Exercises to Improve Posture and Reduce Pain

Joanna Lowry-Corry

We all slouch; I bet you are doing it right now, aren't you? Improving posture will benefit your whole health.

But how? I hear you ask. Some things are obvious: poor posture results in sore shoulders, necks, backs and headaches. An inflexible spine and poor muscle imbalances lead to higher frequencies of injury and pain. However studies have also shown that poor posture when sitting or standing can increase feelings of depression, zap your energy and concentration and reduce your circulation. Couple this with sitting all day and you've got a health time bomb on your hands.

Sadly most of us have office based jobs and our social lives are geared towards sitting activities such as theatre, dinner, drinks making it difficult to avoid the pitfalls of sitting and slouching.

The good news is there are plenty of daily tricks you can use to gradually improve both your posture and your health.

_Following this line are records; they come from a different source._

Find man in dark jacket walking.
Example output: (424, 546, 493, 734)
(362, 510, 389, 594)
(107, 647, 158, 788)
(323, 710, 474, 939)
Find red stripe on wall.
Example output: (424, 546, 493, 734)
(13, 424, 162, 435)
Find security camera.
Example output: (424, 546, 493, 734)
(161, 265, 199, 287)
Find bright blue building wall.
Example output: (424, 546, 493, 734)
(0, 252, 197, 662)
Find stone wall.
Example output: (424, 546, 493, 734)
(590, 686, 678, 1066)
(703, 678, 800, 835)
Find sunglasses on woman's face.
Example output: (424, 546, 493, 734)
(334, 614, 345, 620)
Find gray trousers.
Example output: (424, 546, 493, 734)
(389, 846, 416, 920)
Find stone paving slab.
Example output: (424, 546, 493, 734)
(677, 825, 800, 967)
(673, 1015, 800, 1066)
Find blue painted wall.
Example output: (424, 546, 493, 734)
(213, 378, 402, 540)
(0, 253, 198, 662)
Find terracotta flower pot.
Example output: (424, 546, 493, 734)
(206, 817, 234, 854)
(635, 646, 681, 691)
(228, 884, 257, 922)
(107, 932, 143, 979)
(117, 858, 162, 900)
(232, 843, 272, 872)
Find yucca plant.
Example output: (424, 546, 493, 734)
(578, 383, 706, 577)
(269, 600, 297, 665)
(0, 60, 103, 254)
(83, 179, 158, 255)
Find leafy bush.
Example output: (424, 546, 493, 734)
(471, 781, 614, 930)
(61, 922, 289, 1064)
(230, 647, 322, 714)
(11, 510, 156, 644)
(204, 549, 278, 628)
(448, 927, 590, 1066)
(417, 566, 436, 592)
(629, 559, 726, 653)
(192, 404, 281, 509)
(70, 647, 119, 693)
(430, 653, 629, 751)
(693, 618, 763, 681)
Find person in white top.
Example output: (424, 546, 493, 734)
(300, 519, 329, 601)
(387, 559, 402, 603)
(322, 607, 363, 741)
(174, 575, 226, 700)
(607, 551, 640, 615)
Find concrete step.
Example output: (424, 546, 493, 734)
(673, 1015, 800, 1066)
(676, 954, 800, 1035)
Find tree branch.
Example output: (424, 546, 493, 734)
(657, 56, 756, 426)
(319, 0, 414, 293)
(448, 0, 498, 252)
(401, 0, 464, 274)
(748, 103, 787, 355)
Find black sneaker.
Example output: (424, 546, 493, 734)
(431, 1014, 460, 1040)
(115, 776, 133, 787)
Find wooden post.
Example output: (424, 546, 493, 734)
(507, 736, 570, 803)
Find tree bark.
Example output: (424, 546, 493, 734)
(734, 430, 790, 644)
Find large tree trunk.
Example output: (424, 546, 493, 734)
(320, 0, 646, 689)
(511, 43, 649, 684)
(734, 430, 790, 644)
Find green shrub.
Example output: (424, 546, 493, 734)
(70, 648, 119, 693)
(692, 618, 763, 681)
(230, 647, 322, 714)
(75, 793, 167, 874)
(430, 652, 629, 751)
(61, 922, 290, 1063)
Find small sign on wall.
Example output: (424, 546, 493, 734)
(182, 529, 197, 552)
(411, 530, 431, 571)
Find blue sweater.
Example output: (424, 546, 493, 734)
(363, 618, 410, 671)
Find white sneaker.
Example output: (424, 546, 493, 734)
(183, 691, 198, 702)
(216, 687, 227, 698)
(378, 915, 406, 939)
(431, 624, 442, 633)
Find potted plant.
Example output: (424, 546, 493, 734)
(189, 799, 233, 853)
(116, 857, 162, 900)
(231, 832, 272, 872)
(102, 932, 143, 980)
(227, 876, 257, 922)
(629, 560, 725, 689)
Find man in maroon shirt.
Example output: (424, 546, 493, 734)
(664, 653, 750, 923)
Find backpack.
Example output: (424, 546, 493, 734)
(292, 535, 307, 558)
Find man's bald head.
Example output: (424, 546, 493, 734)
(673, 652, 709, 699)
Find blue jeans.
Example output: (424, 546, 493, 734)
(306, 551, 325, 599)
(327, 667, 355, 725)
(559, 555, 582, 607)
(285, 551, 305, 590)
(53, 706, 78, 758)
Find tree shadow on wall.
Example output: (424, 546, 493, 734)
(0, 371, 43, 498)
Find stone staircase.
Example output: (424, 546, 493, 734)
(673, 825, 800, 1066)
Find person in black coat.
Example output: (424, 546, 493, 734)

The Wall (Street) Sit with the Wall Angel

Wall sits are great for building strength and endurance, and the Wall Angel opens up the chest and thoracic spine. Standing with your back against the wall, bend the knees and slide your back down the wall until the thighs are parallel to the floor. Sit and hold for 30-60 seconds (or up to 12 hours, the world record!), you could even read your newspaper now. At the same time hold both your arms up at a 90 degree angle flat against the wall and slowly move them up and down. 

Modified Wall Angel 

Stand with your back against the wall, with your heels about 6 inches away. Let your head, shoulder blades, and behind touch the wall. Slide your hands behind your lower back flat against the wall. If there's more than a hand's thickness, tighten your stomach to flatten the curve in your back. If there's too little space, arch your back so that your hands fit. Now hold, to work the appropriate muscles. This is your ideal posture so the more you do it the better you will be. 

The Pencil Pinch

Rather than tucking that pencil behind the ear. Try holding it in between your shoulder blades! Show off your traps by rolling back the shoulders until the shoulder blades are pinched together. Pretend you’re holding a pencil between the scapulae (or try it for real!). Hold for 5-10 seconds, release, and repeat for 12-15 reps.

The Pinstripe Push-Up

This push-up is more easily done at work compared to floor push-ups. Standing one to two feet from a sturdy wall (not a cubicle divider!), lean forward until palms are flush against the wall, with arms straight and parallel to the ground. Next, bend the elbows to bring the body towards the wall, hold for two seconds, then push back to the starting position. Complete 12-15 reps.

Golfers Lift

Not just for golfers! It's also a great way to work the glutes. Start in a standing position with the feet together. Lift the right leg slightly, and lower the arms and torso while raising the right leg behind the body. Keep the left knee slightly bent, make sure your hips don't rotate and reach the arms as close to the floor as possible (As if picking up a golf ball!). Raise the torso while lowering the right leg. Switch legs. Complete 5-10 reps.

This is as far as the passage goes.